Der einzige Lichtblick war ein aufgeregter Anruf von Flo am Freitagmorgen. Sie erklärte, das Metromedia-Projekt sei in trockenen Tüchern und Gero habe sich nochmals zu einem Lob hinreißen lassen. Und er hatte ihr überraschend einen freien Tag zugestanden. Für Flo bedeutete dies ein verlängertes Wochenende, das sie unbedingt bei Kati in der Heide verbringen wollte.
Kati konnte noch immer nicht glauben, dass Flo wirklich Lust hatte, ihre kostbaren Urlaubstage auf dem Heidehof zu verbringen. Ob tatsächlich der Aushilfskoch hinter dem wachsenden Interesse steckte? So oder so, Kati freute sich wahnsinnig auf den Besuch ihrer Freundin.
Kati beschloss, vormittags noch im Krankenhaus vorbeizufahren, bevor sie Flo vom Bahnhof abholte.
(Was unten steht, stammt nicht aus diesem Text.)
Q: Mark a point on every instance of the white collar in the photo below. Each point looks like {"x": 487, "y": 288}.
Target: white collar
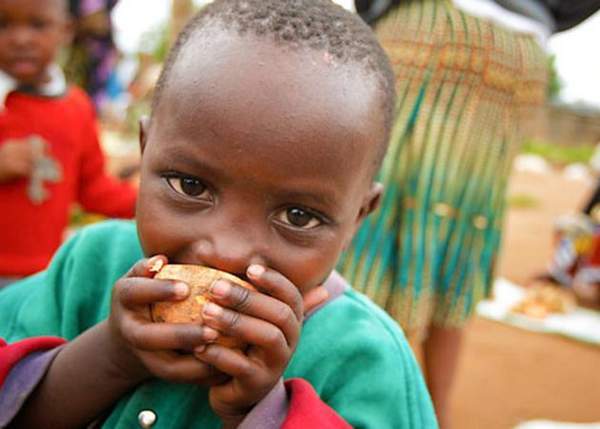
{"x": 54, "y": 88}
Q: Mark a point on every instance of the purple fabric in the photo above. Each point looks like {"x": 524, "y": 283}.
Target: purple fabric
{"x": 21, "y": 381}
{"x": 270, "y": 412}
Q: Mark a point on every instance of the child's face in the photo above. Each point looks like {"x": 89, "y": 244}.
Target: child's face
{"x": 259, "y": 155}
{"x": 31, "y": 32}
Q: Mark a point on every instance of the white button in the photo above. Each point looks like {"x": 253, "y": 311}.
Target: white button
{"x": 147, "y": 418}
Allerdings war ihr nicht ganz wohl bei der Vorstellung, ihrem Vater womöglich etwas vormachen zu müssen, falls er sich nach den Vorgängen auf dem Hof erkundigte. Überhaupt wusste Kati nicht, ob sie ihm von der ganzen Sache mit Frank Lehmann erzählen sollte. Er durfte sich bestimmt nicht aufregen. Sie würde vorher mit Dorothee und Elli darüber reden müssen.
***
«Ist es so schlimm?», fragte Flo und musterte Kati vom Beifahrersitz.
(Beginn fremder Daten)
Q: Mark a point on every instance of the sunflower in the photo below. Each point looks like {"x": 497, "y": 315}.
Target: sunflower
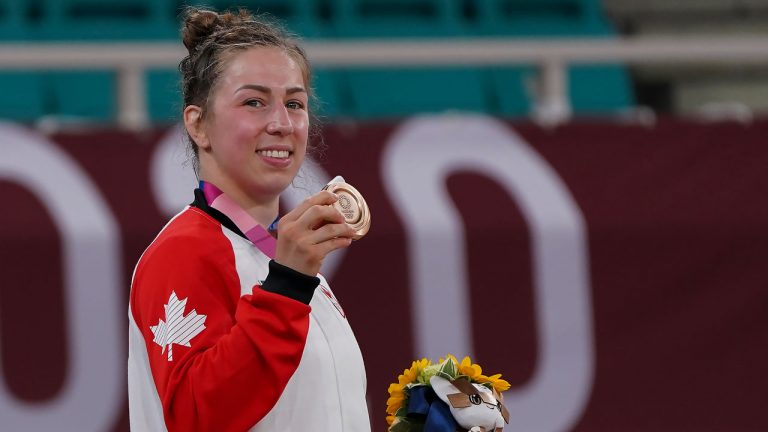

Keine zwei Minuten waren vergangen, seitdem sie sich am Bahnhof begrüßt hatten und in den Wagen gestiegen waren.
«Was meinst du?», fragte Kati und startete den Motor.
«Ich merke doch, dass du total neben der Spur bist. Ist es wegen Simon? Also, wenn du mich fragst, hat er es nicht verdient, dass du seinetwegen so lange leidest!»
«Ach, lass mich doch in Ruhe mit Simon!», schnauzte Kati und bereute ihren Tonfall noch in derselben Sekunde. Sie starrte auf die Fahrbahn und spürte, dass Flo sie irritiert ansah.